Researchers introduced dogs to an interactive toy with a treat hidden inside under three different circumstances—one where the dog’s owner was completely absent, one where the dog’s owner was silent, and one where the dog’s owner was actively encouraging the dog.

Researchers found the dogs were much more motivated to play with the toy and find the treat when their owners were present—even if they were silent. The presence of their owner made them more comfortable to explore their environment.
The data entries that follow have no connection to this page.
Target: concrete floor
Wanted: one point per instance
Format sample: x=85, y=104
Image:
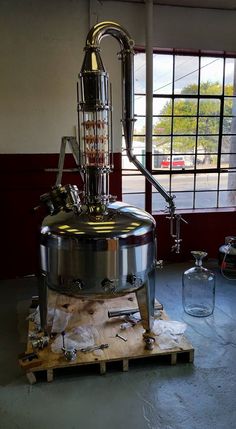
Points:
x=185, y=396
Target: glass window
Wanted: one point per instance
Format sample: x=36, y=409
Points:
x=194, y=131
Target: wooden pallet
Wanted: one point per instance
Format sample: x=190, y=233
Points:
x=95, y=313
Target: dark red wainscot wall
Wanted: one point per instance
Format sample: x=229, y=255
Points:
x=23, y=178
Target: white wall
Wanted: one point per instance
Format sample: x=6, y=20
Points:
x=41, y=52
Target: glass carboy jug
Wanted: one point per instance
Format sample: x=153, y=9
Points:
x=198, y=288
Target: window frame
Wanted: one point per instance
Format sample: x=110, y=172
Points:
x=195, y=171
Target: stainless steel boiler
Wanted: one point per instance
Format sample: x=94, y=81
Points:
x=91, y=245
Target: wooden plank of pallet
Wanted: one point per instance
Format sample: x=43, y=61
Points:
x=94, y=313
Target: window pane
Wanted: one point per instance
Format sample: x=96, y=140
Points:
x=158, y=202
x=208, y=125
x=185, y=106
x=206, y=181
x=207, y=144
x=229, y=125
x=184, y=144
x=137, y=200
x=205, y=200
x=229, y=75
x=133, y=183
x=224, y=181
x=161, y=145
x=230, y=106
x=186, y=74
x=162, y=74
x=184, y=200
x=140, y=125
x=225, y=145
x=140, y=105
x=192, y=137
x=211, y=75
x=140, y=73
x=162, y=106
x=162, y=125
x=164, y=180
x=182, y=182
x=227, y=199
x=185, y=126
x=209, y=107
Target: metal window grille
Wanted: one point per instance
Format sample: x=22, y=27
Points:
x=194, y=131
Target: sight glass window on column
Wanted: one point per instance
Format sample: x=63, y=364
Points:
x=194, y=131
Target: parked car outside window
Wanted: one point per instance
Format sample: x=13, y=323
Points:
x=176, y=161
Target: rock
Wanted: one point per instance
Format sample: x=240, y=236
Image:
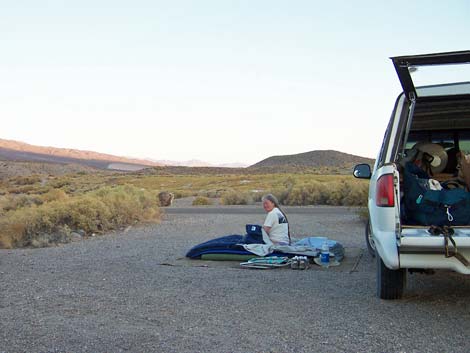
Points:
x=76, y=236
x=165, y=198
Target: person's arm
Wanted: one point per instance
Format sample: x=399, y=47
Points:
x=269, y=222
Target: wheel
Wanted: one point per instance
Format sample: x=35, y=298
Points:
x=390, y=283
x=369, y=239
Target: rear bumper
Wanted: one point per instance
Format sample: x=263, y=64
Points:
x=417, y=249
x=433, y=261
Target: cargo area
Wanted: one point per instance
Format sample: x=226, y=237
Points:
x=442, y=128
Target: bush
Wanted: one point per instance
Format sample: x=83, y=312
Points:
x=105, y=209
x=236, y=198
x=342, y=193
x=202, y=201
x=54, y=195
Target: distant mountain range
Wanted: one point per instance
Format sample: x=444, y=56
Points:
x=22, y=152
x=314, y=159
x=327, y=161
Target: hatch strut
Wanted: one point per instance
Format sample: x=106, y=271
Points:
x=412, y=99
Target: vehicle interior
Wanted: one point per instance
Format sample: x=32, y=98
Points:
x=442, y=128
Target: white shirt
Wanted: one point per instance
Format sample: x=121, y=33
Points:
x=279, y=228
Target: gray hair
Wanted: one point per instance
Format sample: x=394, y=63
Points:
x=272, y=198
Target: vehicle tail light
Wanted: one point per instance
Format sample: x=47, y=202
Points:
x=385, y=191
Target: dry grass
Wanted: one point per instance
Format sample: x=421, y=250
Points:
x=43, y=209
x=202, y=201
x=105, y=209
x=236, y=198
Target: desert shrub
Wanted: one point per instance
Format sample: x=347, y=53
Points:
x=202, y=201
x=24, y=189
x=14, y=202
x=54, y=195
x=180, y=194
x=334, y=193
x=95, y=212
x=236, y=198
x=26, y=180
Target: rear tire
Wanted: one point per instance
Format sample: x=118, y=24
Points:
x=369, y=240
x=390, y=283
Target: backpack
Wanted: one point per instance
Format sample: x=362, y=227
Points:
x=427, y=207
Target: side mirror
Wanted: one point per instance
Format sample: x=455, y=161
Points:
x=362, y=171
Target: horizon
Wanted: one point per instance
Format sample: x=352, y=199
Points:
x=216, y=82
x=177, y=162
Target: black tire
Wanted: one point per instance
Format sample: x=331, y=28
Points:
x=369, y=240
x=390, y=283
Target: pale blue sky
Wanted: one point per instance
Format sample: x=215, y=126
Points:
x=221, y=81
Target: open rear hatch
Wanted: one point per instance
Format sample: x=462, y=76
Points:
x=434, y=75
x=438, y=88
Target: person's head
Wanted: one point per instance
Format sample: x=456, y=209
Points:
x=269, y=202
This implies that the secure base effect that exists between parents and children also exists between dogs and their owners—or, in other words, your dog looks to you as their parent, protector, and safety net just as much as a human child would.

Wrapping things up

There’s no way to know exactly what a dog is thinking or feeling—but when it comes to the question “does my dog think I’m a dog?” all signs clearly point to no.

Humans and dogs smell different, look different, and behave differently—so when your dog is interacting with you, he’s clearly getting the signal that you’re a human, not a canine.

But again, just because your dog recognizes that you’re not a dog doesn’t mean he doesn’t identify with you or have a strong bond. Dogs’ behavior with their owners clearly mimics children’s behavior with their parents—so, at the end of the day, it doesn’t matter to your pet if you’re walking around on two legs or four. What matters is that you’re the one feeding them, playing with them, and loving them every day.